Geneviève-Sophie Chevigny was born in Paris, France on 12 May 1772.

In the late 1780s, she had a son with French architect Jacques Cellerier who designed the Théâtre de l'Ambigu-Comique.

==Career==
Studying in Paris with the dancer Jean-Antoine Favre, Chevigny achieved early recognition at the Théâtre de l'Ambigu-Comique before being called to the Académie Royale de Musique (now Paris Opera) for her debut on 23 February 1790. Going by the stage name Mlle Chevigny, she was within two years promoted to one of the principal dancers of the Royal Academy, a position she shared for a long period with Madame Gardel, and later with the dancer Clotilde Mafleuroy. She performed for the first time as a mime in Maximilien Gardel's Premier Navigateur in 1791. Chevigny was selected by Louis Milon, the Academy's assistant ballet-master, for a role in the ballet Les Noces de Gamache in 1801.

An illness interrupted her career, and after a short-lived retirement in 1804, public reaction brought her back in 1806. Chevigny's portrayal of Eurycleia, Ulysses' nurse, in Le Retour d'Ulysse by Louis Milon, which premiered on 27 February 1807, was a great success. In 1810, Chevigny was cast in Persée et Andromède by Pierre Gardel as Cassiopeia. The role of Octavia in Antoine et Cléopâtre brought Chevigny great success. The ballet, featuring music by Rodolphe Kreutzer, had its first performance on 8 March 1808. She performed in Gardel's 1812 ballet L'enfant prodigue as the Prodigal Son's mother.

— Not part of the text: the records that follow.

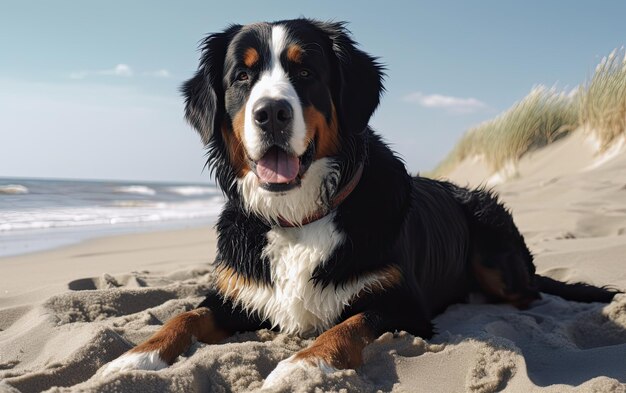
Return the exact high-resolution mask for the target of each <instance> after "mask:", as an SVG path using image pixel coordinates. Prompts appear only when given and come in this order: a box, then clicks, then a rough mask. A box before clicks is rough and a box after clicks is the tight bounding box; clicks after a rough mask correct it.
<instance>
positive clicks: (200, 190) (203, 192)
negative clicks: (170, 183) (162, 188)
mask: <svg viewBox="0 0 626 393" xmlns="http://www.w3.org/2000/svg"><path fill="white" fill-rule="evenodd" d="M167 190H168V191H169V192H173V193H174V194H178V195H183V196H196V195H208V194H215V193H216V192H217V189H215V188H214V187H198V186H180V187H169V188H168V189H167Z"/></svg>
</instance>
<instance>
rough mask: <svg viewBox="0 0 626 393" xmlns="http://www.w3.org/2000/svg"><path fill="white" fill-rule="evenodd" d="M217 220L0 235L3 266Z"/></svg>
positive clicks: (119, 225) (49, 230)
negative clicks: (112, 240)
mask: <svg viewBox="0 0 626 393" xmlns="http://www.w3.org/2000/svg"><path fill="white" fill-rule="evenodd" d="M216 220H217V218H216V217H209V218H197V219H185V220H169V221H161V222H146V223H130V224H120V225H86V226H82V227H61V228H48V229H29V230H21V231H6V232H0V263H1V261H2V259H4V258H11V257H18V256H21V255H29V254H33V253H38V252H46V251H51V250H56V249H58V248H62V247H70V246H73V245H77V244H81V243H83V242H86V241H89V240H94V239H100V238H104V237H112V236H123V235H130V234H138V233H151V232H162V231H175V230H182V229H188V228H198V227H204V226H207V227H209V226H210V227H212V226H213V225H214V224H215V222H216Z"/></svg>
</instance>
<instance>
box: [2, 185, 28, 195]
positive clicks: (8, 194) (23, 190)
mask: <svg viewBox="0 0 626 393" xmlns="http://www.w3.org/2000/svg"><path fill="white" fill-rule="evenodd" d="M1 194H6V195H14V194H28V188H26V187H25V186H23V185H21V184H7V185H3V186H0V195H1Z"/></svg>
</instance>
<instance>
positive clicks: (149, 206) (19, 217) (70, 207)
mask: <svg viewBox="0 0 626 393" xmlns="http://www.w3.org/2000/svg"><path fill="white" fill-rule="evenodd" d="M223 201H224V200H223V198H221V197H215V198H210V199H207V200H200V201H193V202H180V203H179V202H177V203H156V204H154V203H153V204H144V205H141V204H138V205H135V206H133V205H132V204H128V205H126V206H124V204H122V205H112V206H100V207H68V208H41V209H28V210H21V211H5V212H0V232H6V231H14V230H18V231H19V230H29V229H47V228H62V227H79V226H87V225H117V224H133V223H148V222H159V221H169V220H182V219H198V218H207V219H214V218H216V217H217V215H218V214H219V212H220V210H221V208H222V205H223Z"/></svg>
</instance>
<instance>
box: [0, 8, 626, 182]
mask: <svg viewBox="0 0 626 393" xmlns="http://www.w3.org/2000/svg"><path fill="white" fill-rule="evenodd" d="M624 15H626V3H625V2H622V1H603V2H592V1H585V2H583V1H576V2H574V1H523V2H521V1H518V2H513V1H503V0H490V1H454V2H452V1H428V2H424V1H411V2H400V1H383V2H377V3H375V4H369V3H368V2H362V1H337V0H335V1H315V2H306V3H304V2H302V3H298V2H294V1H270V0H265V1H262V2H260V1H258V2H244V1H237V2H234V1H220V2H216V1H211V2H209V1H185V2H173V1H171V2H165V1H107V2H84V1H80V2H79V1H55V2H51V1H47V2H44V1H38V2H37V1H19V2H18V1H11V2H2V4H0V176H13V177H57V178H92V179H127V180H164V181H186V182H189V181H193V182H197V181H208V173H207V172H206V171H205V172H202V167H203V164H204V156H203V154H204V152H203V150H202V146H201V143H200V140H199V137H198V136H197V135H196V134H195V132H193V131H192V130H191V128H190V127H189V126H188V125H187V124H186V123H185V122H184V120H183V117H182V100H181V98H180V95H179V93H178V87H179V86H180V84H181V82H182V81H183V80H185V79H186V78H188V77H190V76H191V75H192V73H193V71H194V70H195V68H196V66H197V59H198V52H197V43H198V41H199V40H200V39H201V38H202V37H203V36H204V35H206V34H207V33H210V32H214V31H219V30H221V29H222V28H224V27H225V26H227V25H228V24H229V23H249V22H255V21H259V20H277V19H284V18H293V17H298V16H306V17H313V18H320V19H334V20H347V21H349V22H350V25H349V28H350V30H351V31H352V32H353V34H354V37H355V39H356V40H357V41H358V42H359V43H360V44H361V47H362V48H363V49H364V50H365V51H367V52H369V53H371V54H373V55H376V56H379V57H381V59H382V61H383V62H384V63H385V64H386V65H387V67H388V71H387V74H388V76H387V82H386V87H387V93H386V94H385V96H384V98H383V100H382V105H381V106H380V108H379V110H378V112H377V113H376V115H375V117H374V118H373V120H372V122H371V124H372V125H373V126H374V127H375V128H376V129H377V130H378V131H379V132H380V133H381V134H383V135H384V136H385V138H386V140H387V141H388V142H389V143H390V144H391V146H392V147H393V148H394V149H395V150H397V151H398V152H399V153H400V155H401V156H402V157H403V158H404V159H405V161H406V163H407V166H408V168H409V170H410V171H412V172H416V171H420V170H421V171H424V170H428V169H431V168H432V167H433V166H434V165H436V163H437V162H438V161H439V160H440V159H442V158H443V156H444V155H445V154H446V153H447V152H448V151H449V150H450V149H451V147H452V146H453V145H454V143H455V141H456V140H457V139H458V138H459V136H460V135H461V134H462V133H463V132H464V131H465V130H466V129H467V128H468V127H470V126H472V125H475V124H477V123H479V122H481V121H483V120H486V119H489V118H491V117H493V116H495V115H496V114H498V113H499V112H501V111H503V110H505V109H506V108H508V107H509V106H511V104H513V103H514V102H515V101H517V100H519V99H521V98H522V97H523V96H524V95H525V94H527V93H528V92H529V91H530V89H531V88H532V87H533V85H536V84H546V85H549V86H552V85H555V84H556V85H557V86H558V87H560V88H572V87H575V86H576V85H578V84H580V83H582V82H584V81H585V80H586V79H588V78H589V77H590V75H591V73H592V71H593V69H594V68H595V65H596V64H597V63H598V62H599V60H600V59H601V58H602V57H603V56H605V55H607V54H608V53H610V52H611V51H612V50H613V49H614V48H617V47H621V46H623V45H624V44H626V24H625V23H624V20H623V19H624Z"/></svg>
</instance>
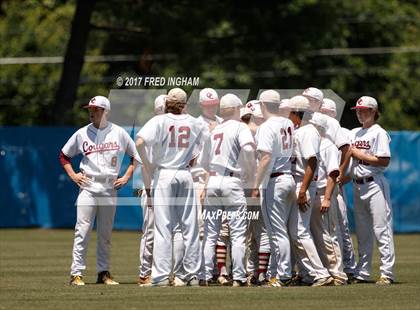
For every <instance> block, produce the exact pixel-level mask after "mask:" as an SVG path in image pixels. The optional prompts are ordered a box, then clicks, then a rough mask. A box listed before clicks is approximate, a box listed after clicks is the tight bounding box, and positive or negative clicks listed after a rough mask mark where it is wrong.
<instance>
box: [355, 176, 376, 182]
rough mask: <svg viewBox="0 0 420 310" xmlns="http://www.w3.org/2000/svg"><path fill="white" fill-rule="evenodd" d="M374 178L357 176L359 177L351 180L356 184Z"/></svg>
mask: <svg viewBox="0 0 420 310" xmlns="http://www.w3.org/2000/svg"><path fill="white" fill-rule="evenodd" d="M373 180H374V178H373V177H366V178H359V179H353V182H354V183H356V184H365V183H369V182H372V181H373Z"/></svg>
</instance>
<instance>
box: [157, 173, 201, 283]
mask: <svg viewBox="0 0 420 310" xmlns="http://www.w3.org/2000/svg"><path fill="white" fill-rule="evenodd" d="M153 180H154V181H153V183H154V184H153V189H154V190H153V207H154V212H155V226H154V229H155V231H154V247H153V266H152V282H153V283H158V282H161V281H164V280H166V279H169V276H170V274H171V270H172V265H173V258H172V253H173V247H172V236H173V232H174V231H175V229H176V228H177V225H179V227H180V228H181V232H182V237H183V244H184V248H185V250H184V255H183V259H182V265H183V273H184V275H183V278H182V279H183V280H186V281H189V280H190V279H192V278H193V277H195V276H196V275H197V273H198V270H199V268H200V243H199V236H198V235H199V232H198V223H197V207H196V206H195V201H194V188H193V182H192V177H191V173H190V171H189V170H169V169H160V170H157V171H156V173H155V176H154V178H153Z"/></svg>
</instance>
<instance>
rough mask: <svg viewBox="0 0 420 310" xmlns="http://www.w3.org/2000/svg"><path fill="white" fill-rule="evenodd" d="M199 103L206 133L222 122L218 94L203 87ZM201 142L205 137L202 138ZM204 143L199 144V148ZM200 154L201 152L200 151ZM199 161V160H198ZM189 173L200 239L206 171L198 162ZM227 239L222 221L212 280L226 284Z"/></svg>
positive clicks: (205, 180)
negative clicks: (193, 196) (212, 277)
mask: <svg viewBox="0 0 420 310" xmlns="http://www.w3.org/2000/svg"><path fill="white" fill-rule="evenodd" d="M198 101H199V105H200V108H201V115H200V116H199V117H198V118H197V119H198V120H199V121H200V122H201V123H202V124H203V126H204V127H205V129H206V131H208V132H207V133H206V135H209V134H210V132H211V131H212V130H213V129H214V127H216V126H217V125H218V124H221V123H222V122H223V119H222V118H221V117H219V116H217V115H216V113H217V111H218V108H219V96H218V95H217V92H216V91H215V90H214V89H213V88H204V89H202V90H201V91H200V94H199V100H198ZM202 141H203V143H204V141H206V139H202ZM203 147H204V144H203V145H202V146H201V149H202V148H203ZM201 154H202V153H201ZM198 162H200V160H198ZM191 173H192V176H193V181H194V192H195V197H196V203H197V207H198V209H199V224H200V239H203V236H204V222H203V218H202V208H203V206H202V202H203V201H204V187H205V182H206V180H207V178H208V175H207V174H206V171H205V170H204V168H203V167H201V166H200V165H199V164H197V165H195V166H194V167H193V168H192V169H191ZM228 241H229V227H228V225H227V222H226V221H224V223H223V225H222V232H221V234H220V235H219V239H218V240H217V245H216V264H215V268H214V271H213V275H214V277H213V279H212V282H216V283H218V284H220V285H228V284H229V280H228V272H227V268H226V258H227V252H228Z"/></svg>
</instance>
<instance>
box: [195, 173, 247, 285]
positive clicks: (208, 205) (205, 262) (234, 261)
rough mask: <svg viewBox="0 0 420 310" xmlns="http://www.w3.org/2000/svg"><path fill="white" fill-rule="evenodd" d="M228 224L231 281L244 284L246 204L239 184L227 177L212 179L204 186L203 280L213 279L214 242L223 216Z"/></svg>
mask: <svg viewBox="0 0 420 310" xmlns="http://www.w3.org/2000/svg"><path fill="white" fill-rule="evenodd" d="M223 211H225V216H226V219H227V222H228V225H229V232H230V244H231V253H232V257H231V259H232V276H233V280H239V281H242V282H244V281H246V271H245V264H244V263H245V241H246V229H247V221H246V216H245V213H246V201H245V195H244V191H243V189H242V182H241V180H240V179H239V178H236V177H230V176H211V177H210V179H209V182H208V185H207V195H206V206H205V217H204V240H203V241H204V242H203V245H204V251H203V252H204V277H205V279H206V280H210V279H211V278H212V277H213V269H214V258H215V249H216V243H217V239H218V237H219V235H220V230H221V226H222V213H223Z"/></svg>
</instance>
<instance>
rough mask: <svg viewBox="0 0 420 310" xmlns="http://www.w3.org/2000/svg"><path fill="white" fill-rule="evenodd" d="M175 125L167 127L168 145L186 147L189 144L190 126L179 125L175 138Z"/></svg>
mask: <svg viewBox="0 0 420 310" xmlns="http://www.w3.org/2000/svg"><path fill="white" fill-rule="evenodd" d="M175 131H176V128H175V126H171V127H169V133H170V135H171V136H170V140H169V147H177V146H178V148H187V147H188V146H189V145H190V132H191V130H190V127H187V126H181V127H179V128H178V139H177V138H176V132H175Z"/></svg>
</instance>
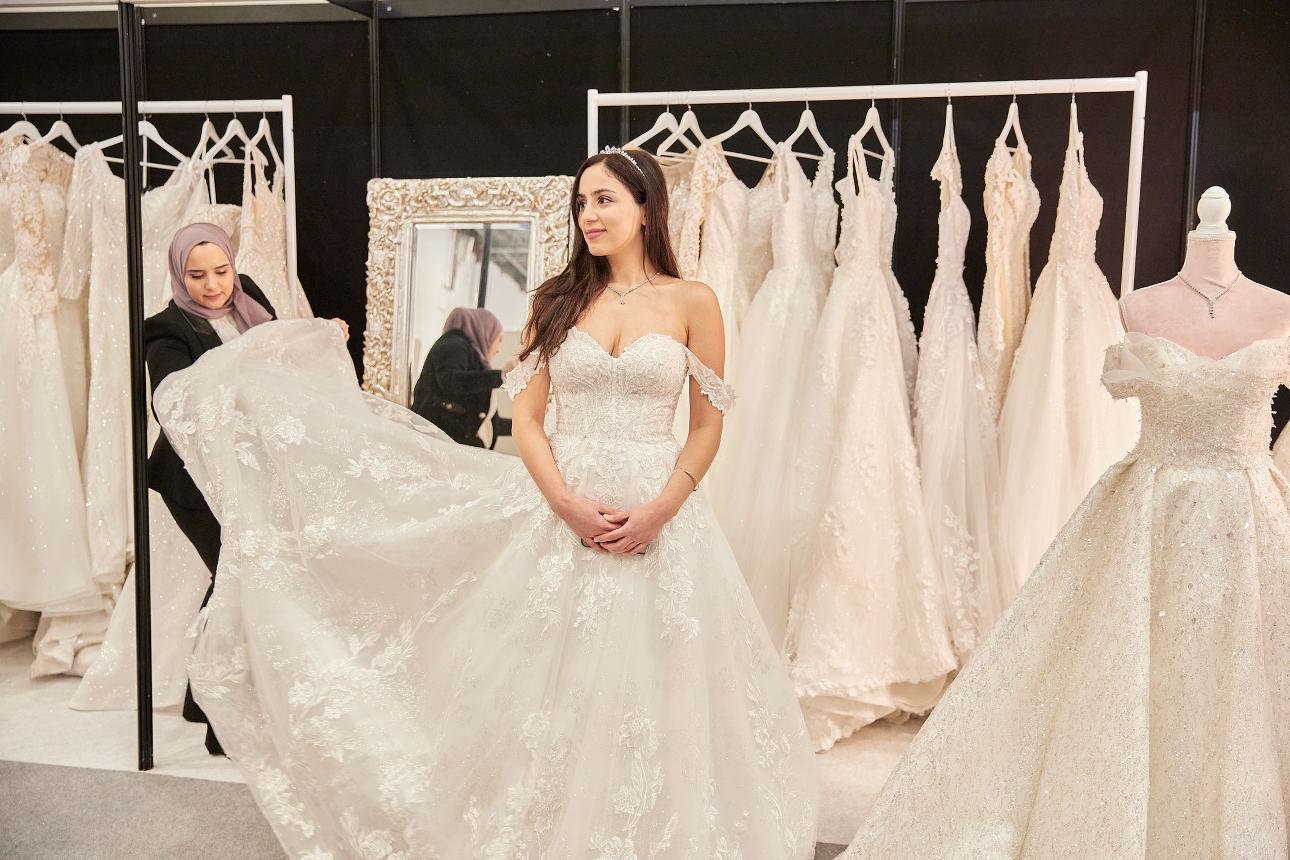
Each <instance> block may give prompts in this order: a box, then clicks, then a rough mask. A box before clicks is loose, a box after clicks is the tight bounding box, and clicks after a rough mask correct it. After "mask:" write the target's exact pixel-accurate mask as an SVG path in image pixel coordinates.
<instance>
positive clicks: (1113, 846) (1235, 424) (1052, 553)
mask: <svg viewBox="0 0 1290 860" xmlns="http://www.w3.org/2000/svg"><path fill="white" fill-rule="evenodd" d="M1287 379H1290V340H1286V339H1272V340H1259V342H1256V343H1253V344H1250V346H1247V347H1245V348H1244V349H1238V351H1237V352H1233V353H1232V355H1229V356H1227V357H1225V358H1222V360H1213V358H1205V357H1201V356H1196V355H1193V353H1192V352H1189V351H1188V349H1186V348H1183V347H1180V346H1178V344H1175V343H1171V342H1170V340H1166V339H1164V338H1149V337H1146V335H1142V334H1138V333H1130V334H1129V335H1127V337H1126V338H1125V340H1124V343H1121V344H1116V346H1112V347H1111V348H1109V349H1108V351H1107V356H1106V370H1104V373H1103V382H1104V384H1106V386H1107V388H1108V391H1109V392H1111V393H1112V396H1115V397H1117V398H1127V397H1135V398H1138V401H1139V404H1140V406H1142V438H1140V440H1139V442H1138V446H1136V447H1135V449H1134V450H1133V451H1131V453H1130V454H1129V456H1126V458H1125V459H1124V460H1121V462H1120V463H1118V464H1116V465H1113V467H1112V468H1111V469H1108V471H1107V473H1106V474H1104V476H1103V477H1102V480H1100V481H1099V482H1098V485H1096V486H1095V487H1094V489H1093V491H1091V493H1090V494H1089V496H1087V498H1086V499H1085V500H1084V503H1082V504H1081V505H1080V508H1078V511H1076V513H1075V516H1073V517H1072V518H1071V521H1069V522H1068V523H1067V525H1066V527H1064V529H1063V530H1062V534H1060V535H1058V538H1057V540H1055V542H1054V543H1053V545H1051V548H1050V549H1049V551H1047V553H1046V554H1045V556H1044V560H1042V561H1041V562H1040V565H1038V567H1037V569H1036V570H1035V574H1033V575H1032V576H1031V578H1029V580H1028V581H1027V583H1026V587H1024V588H1023V589H1022V592H1020V594H1018V597H1017V600H1015V601H1014V602H1013V605H1011V606H1010V607H1009V609H1007V611H1006V612H1005V614H1004V618H1002V619H1001V620H1000V623H998V624H997V625H996V627H995V630H993V632H992V633H991V634H989V637H988V638H987V641H986V642H984V645H983V646H982V647H980V649H978V651H977V654H975V655H974V656H973V659H971V661H970V663H969V664H967V665H966V667H965V668H964V670H962V672H961V673H960V674H958V677H957V679H956V681H955V682H953V685H952V686H951V687H949V691H948V692H947V694H946V696H944V698H943V699H942V700H940V704H939V705H937V709H935V712H934V713H933V714H931V717H930V718H929V719H928V722H926V725H925V726H924V728H922V731H921V732H918V736H917V738H916V739H915V741H913V744H912V745H911V747H909V749H908V752H907V753H906V756H904V759H903V761H902V763H900V765H899V767H898V768H897V771H895V774H893V776H891V777H890V780H888V784H886V785H885V787H884V789H882V793H881V796H880V797H878V799H877V802H876V803H875V806H873V808H872V811H871V812H869V816H868V820H867V821H866V823H864V825H863V826H862V828H860V830H859V833H858V834H857V837H855V841H854V842H853V843H851V846H850V848H849V850H848V852H846V854H845V856H846V857H849V859H850V860H880V859H881V860H888V859H889V857H974V859H975V857H1018V859H1031V857H1099V859H1100V860H1140V859H1142V857H1206V859H1213V860H1236V859H1237V857H1269V859H1272V857H1285V856H1286V819H1287V816H1290V636H1287V633H1290V630H1287V629H1286V624H1285V619H1286V618H1287V616H1290V484H1287V481H1286V478H1285V477H1284V476H1282V474H1281V473H1280V472H1278V471H1277V469H1276V468H1273V465H1272V460H1271V459H1269V456H1268V428H1269V427H1271V424H1272V414H1271V401H1272V396H1273V395H1275V393H1276V389H1277V386H1280V384H1282V383H1285V382H1286V380H1287Z"/></svg>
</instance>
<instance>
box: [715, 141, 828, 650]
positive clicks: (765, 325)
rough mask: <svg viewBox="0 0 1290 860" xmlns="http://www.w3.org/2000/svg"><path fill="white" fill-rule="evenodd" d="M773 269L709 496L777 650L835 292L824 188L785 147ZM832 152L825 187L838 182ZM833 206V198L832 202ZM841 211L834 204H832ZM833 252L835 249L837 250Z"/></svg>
mask: <svg viewBox="0 0 1290 860" xmlns="http://www.w3.org/2000/svg"><path fill="white" fill-rule="evenodd" d="M771 166H773V169H774V171H775V174H774V175H775V179H774V184H773V187H774V190H775V195H777V197H775V200H774V209H773V217H774V222H773V245H774V267H773V268H771V269H770V273H769V275H766V281H765V284H764V285H762V286H761V289H760V290H759V291H757V295H756V298H755V299H753V302H752V307H751V308H749V311H748V316H747V318H746V320H744V322H743V327H742V330H740V342H742V343H740V348H739V353H738V355H737V356H735V361H734V366H733V369H731V371H730V374H729V376H730V379H731V383H733V384H735V386H737V387H738V389H739V396H740V406H739V411H738V414H735V415H731V418H730V420H729V422H726V429H725V433H724V437H722V445H721V451H720V453H719V454H717V460H716V465H715V472H716V480H715V481H713V482H712V486H711V487H710V491H711V494H712V507H713V509H715V511H716V513H717V518H719V520H720V521H721V527H722V529H724V530H725V533H726V535H728V536H729V539H730V545H731V547H734V548H735V556H737V558H738V560H739V570H742V571H743V575H744V579H746V580H747V581H748V588H749V589H751V591H752V597H753V600H755V601H756V602H757V609H759V610H760V611H761V618H762V619H764V620H765V623H766V628H768V629H769V630H770V638H771V641H774V642H775V646H777V647H782V646H783V637H784V629H786V625H787V621H788V600H789V581H788V579H789V545H791V542H792V526H791V516H792V498H791V493H792V482H793V480H795V471H796V463H795V449H796V436H797V427H799V422H800V416H799V414H797V410H796V400H797V397H799V395H800V392H801V391H802V386H804V383H805V373H806V361H808V357H809V355H810V346H811V335H813V334H814V331H815V325H817V324H818V321H819V311H820V304H822V303H823V300H824V294H826V291H827V289H828V284H827V281H826V280H824V271H823V266H822V263H820V254H819V251H818V241H817V232H815V231H817V224H818V223H819V219H820V215H819V214H818V210H819V206H820V200H819V197H818V196H817V191H818V188H815V187H814V186H813V183H811V182H810V181H809V179H808V178H806V175H805V174H804V173H802V169H801V164H800V162H799V161H797V157H796V156H793V155H792V152H791V151H789V150H788V147H786V146H780V147H779V148H778V150H777V151H775V155H774V156H773V165H771ZM832 173H833V159H832V152H826V160H824V161H822V162H820V166H819V170H818V173H817V183H818V182H829V183H831V182H832ZM828 200H829V204H832V191H829V196H828ZM832 205H833V206H835V209H836V204H832ZM831 244H832V242H831Z"/></svg>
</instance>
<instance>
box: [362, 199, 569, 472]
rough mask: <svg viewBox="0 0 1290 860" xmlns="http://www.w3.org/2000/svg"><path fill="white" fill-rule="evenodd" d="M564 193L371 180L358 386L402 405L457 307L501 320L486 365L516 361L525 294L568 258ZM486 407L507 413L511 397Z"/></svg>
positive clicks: (567, 223) (567, 201)
mask: <svg viewBox="0 0 1290 860" xmlns="http://www.w3.org/2000/svg"><path fill="white" fill-rule="evenodd" d="M571 187H573V177H490V178H481V179H373V181H370V182H369V183H368V210H369V217H370V228H369V232H368V330H366V334H365V337H364V344H362V387H364V388H365V389H366V391H369V392H370V393H373V395H377V396H379V397H384V398H387V400H391V401H393V402H396V404H399V405H400V406H408V405H409V402H410V400H412V391H413V384H414V383H415V380H417V376H418V375H419V374H421V370H422V366H423V365H424V361H426V355H427V353H428V352H430V348H431V347H432V346H433V344H435V342H436V340H437V339H439V337H440V335H441V334H442V330H444V320H445V318H446V317H448V313H449V312H450V311H452V309H453V308H458V307H485V308H488V309H489V311H491V312H493V313H495V315H497V316H498V318H499V320H502V327H503V331H504V334H503V337H502V352H501V353H499V355H498V356H497V357H495V358H494V366H495V367H498V369H501V367H503V366H504V365H506V362H507V361H510V360H511V358H512V357H515V356H516V355H517V353H519V351H520V331H521V329H522V327H524V322H525V318H526V316H528V311H529V297H530V294H531V293H533V290H534V289H537V286H538V285H539V284H542V282H543V281H544V280H547V279H548V277H552V276H555V275H557V273H559V272H560V271H561V269H562V268H564V267H565V263H566V262H568V259H569V193H570V190H571ZM495 402H497V404H498V410H499V414H502V415H508V414H510V398H507V397H506V396H504V395H501V400H498V401H495ZM498 447H499V450H502V447H503V446H502V445H499V446H498Z"/></svg>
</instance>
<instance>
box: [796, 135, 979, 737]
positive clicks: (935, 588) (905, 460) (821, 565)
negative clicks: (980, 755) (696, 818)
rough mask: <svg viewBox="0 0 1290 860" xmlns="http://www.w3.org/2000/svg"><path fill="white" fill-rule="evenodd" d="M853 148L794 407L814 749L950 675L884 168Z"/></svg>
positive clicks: (797, 528)
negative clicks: (886, 273) (910, 390)
mask: <svg viewBox="0 0 1290 860" xmlns="http://www.w3.org/2000/svg"><path fill="white" fill-rule="evenodd" d="M848 151H849V157H848V174H846V177H844V178H842V181H841V182H838V183H837V190H838V192H840V193H841V197H842V201H844V204H845V208H844V210H842V239H841V241H840V242H838V246H837V273H836V275H835V276H833V285H832V288H831V289H829V293H828V299H827V300H826V303H824V311H823V313H820V321H819V326H818V327H817V329H815V335H814V340H813V346H811V349H810V353H809V360H808V373H806V375H805V378H804V384H802V387H801V389H800V391H801V393H800V400H799V409H796V410H793V411H792V415H793V416H795V418H796V419H797V420H800V422H801V428H800V437H799V445H797V453H796V469H795V471H793V494H792V535H793V547H792V553H791V558H792V566H791V584H792V611H791V614H789V616H788V630H787V641H786V654H787V656H788V661H789V674H791V677H792V679H793V686H795V689H796V691H797V696H799V698H800V700H801V704H802V713H804V714H805V717H806V727H808V728H809V730H810V732H811V738H813V739H814V740H815V744H817V747H819V748H820V749H828V748H829V747H832V745H833V744H835V743H836V741H837V740H840V739H842V738H846V736H849V735H851V734H853V732H854V731H855V730H857V728H860V727H862V726H867V725H868V723H871V722H873V721H876V719H880V718H882V717H885V716H888V714H891V713H894V712H898V710H899V712H906V713H908V712H915V713H924V712H926V710H929V709H930V708H931V705H934V704H935V703H937V698H938V696H939V695H940V692H942V690H943V689H944V682H946V676H947V674H948V673H949V672H952V670H955V669H956V668H957V667H958V663H957V661H956V659H955V650H953V647H952V643H951V637H949V629H948V627H947V624H946V615H944V589H943V587H942V583H940V567H939V565H938V563H937V561H938V560H937V558H935V554H934V551H933V547H931V535H930V533H929V530H928V521H926V513H925V511H924V507H922V493H921V490H920V481H918V455H917V451H915V447H913V436H912V433H911V431H909V393H908V388H907V387H906V376H904V364H903V353H902V338H900V324H899V320H898V316H897V313H895V309H894V308H893V306H891V294H890V291H889V289H888V286H889V285H888V280H886V273H885V266H884V255H882V245H884V237H885V236H888V235H890V232H891V231H890V230H889V224H894V222H895V200H894V199H893V195H891V192H890V188H891V186H890V182H891V164H893V162H891V161H890V160H884V162H882V175H881V179H875V178H873V177H871V175H868V173H867V170H866V165H864V153H863V148H862V146H860V139H859V137H853V138H851V142H850V146H849V147H848Z"/></svg>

Throughout her twenty-five-year career at the opera, she successfully created numerous roles in pantomime ballets performed at the theater, including Le jugement de Paris, Oenone, Figaro, Suzanne, Telemachus, Eucharis, Hero and Leandre, Venus, The Marriage of Gamache, Quitterie, Lucas and Laurette, Nicole, The Loves of Antoinette and Cleo, Shepherd, and Octavie, each earning her widespread acclaim. Chevigny chose to retire permanently from the theatre in 1815. On 15 February 1815, she sent a letter to the Minister for the Maison du Roi, applying for a retirement pension. She had settled into retirement in Paris, and was listed on the pension roll of the Opéra de Paris.

==Death==
Sophie Chevigny died in Montreuil, Eure-et-Loir, France on 10 March 1855.